For ETFs, the landscape is far more favorable. BrokerChooser’s 2026 analysis ranks Lightyear and DEGIRO as top choices for young Dutch investors:
- Lightyear: Commission-free ETFs, €0 minimum deposit, 4.9-star mobile app
- DEGIRO: Core Selection ETFs free to trade, €0 minimum, user-friendly platform
- Trading 212: Commission-free with fractional shares, perfect for monthly €800 contributions
Opening an account takes one day. Your €800 monthly investment buys fractional shares automatically. No storage headaches. No insurance worries. No wondering if your goudbaren are real or tungsten-filled fakes.
The Box 3 Tax Bomb Waiting for Gold Investors
Starting in 2028, the new Box 3 (wealth tax box) system will tax unrealized gains. For gold sitting in a safe, this is brutal. You’ll pay 1.6% annually on the assumed return, even if gold prices stagnate for a decade.
ETFs in a regular brokerage account face the same tax, but you have options. Pension investing structures offer tax deferral. Your lijfrenteverzekering (annuity insurance) or pensioenbeleggingsrekening (pension investment account) grows untaxed until retirement.
More importantly, ETFs generate dividend income that can offset Box 3 taxes. Gold generates nothing. You’re taxed on imaginary returns while real returns compound elsewhere.
When Gold Makes Sense (Spoiler: Rarely)
The only scenario where gold works for young Dutch savers is as a 5-10% portfolio hedge against extreme scenarios: euro collapse, major war, or systemic banking failure. Even then, gold ETFs like iShares Physical Gold ETC (SGLN) are superior to physical metal, liquid, low-cost, and stored in Swiss vaults.
But if you’re 25 with €800 monthly, you need growth, not insurance.
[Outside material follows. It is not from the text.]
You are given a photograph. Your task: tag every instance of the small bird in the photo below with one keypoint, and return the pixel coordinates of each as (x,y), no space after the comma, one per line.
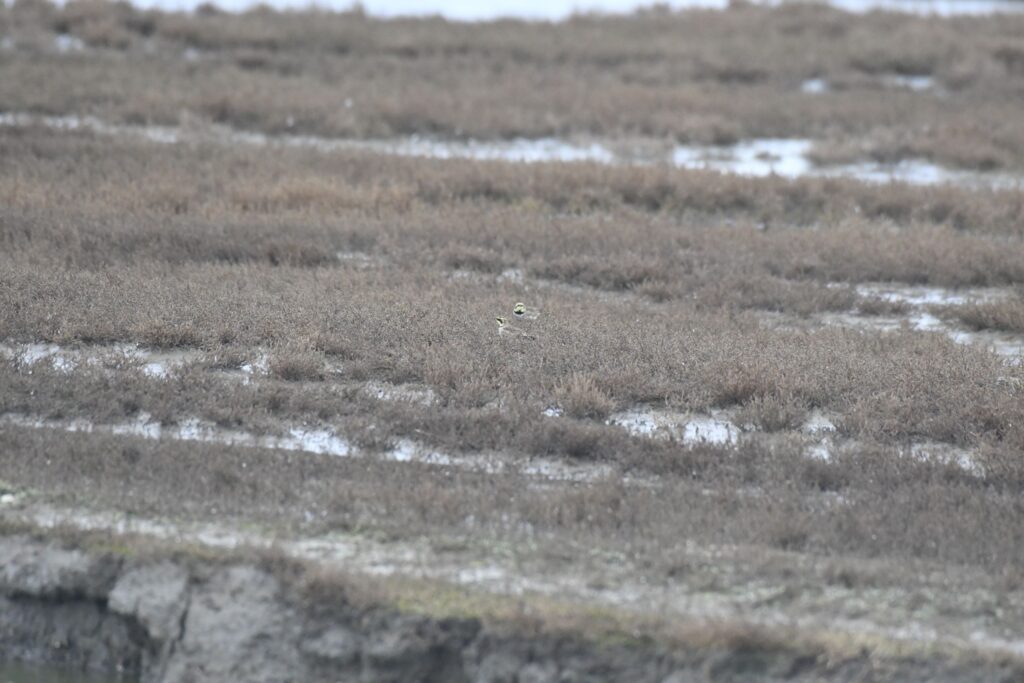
(522,312)
(506,330)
Your biggest risks aren’t hyperinflation or invasion, they’re underinvesting in productive assets and overpaying for a false sense of security.
The Verdict: Build Wealth, Not a Vault
The Reddit thread shows the classic mistake: confusing recent performance with future results. Yes, gold has skyrocketed since 2021. So did Bitcoin in 2017, before it crashed 80%. Past performance is a seductive liar.
For Dutch millennials, the path is clear:
- Open a Lightyear or DEGIRO account today
- Set up automatic €800 monthly purchases of VWCE or similar global ETF
- Ignore gold until you have €250,000+ invested and want a 5% hedge
- Read the essential wealth building steps for young professionals to avoid common traps
The power of compounding requires time and productive assets. Starting your investment journey early with €800 monthly at 25 means retiring at 55 instead of 67. Gold won’t get you there, global businesses will.
Your future self, sipping coffee on a terrace in Utrecht without financial stress, will thank you for choosing ETFs over a shiny rock.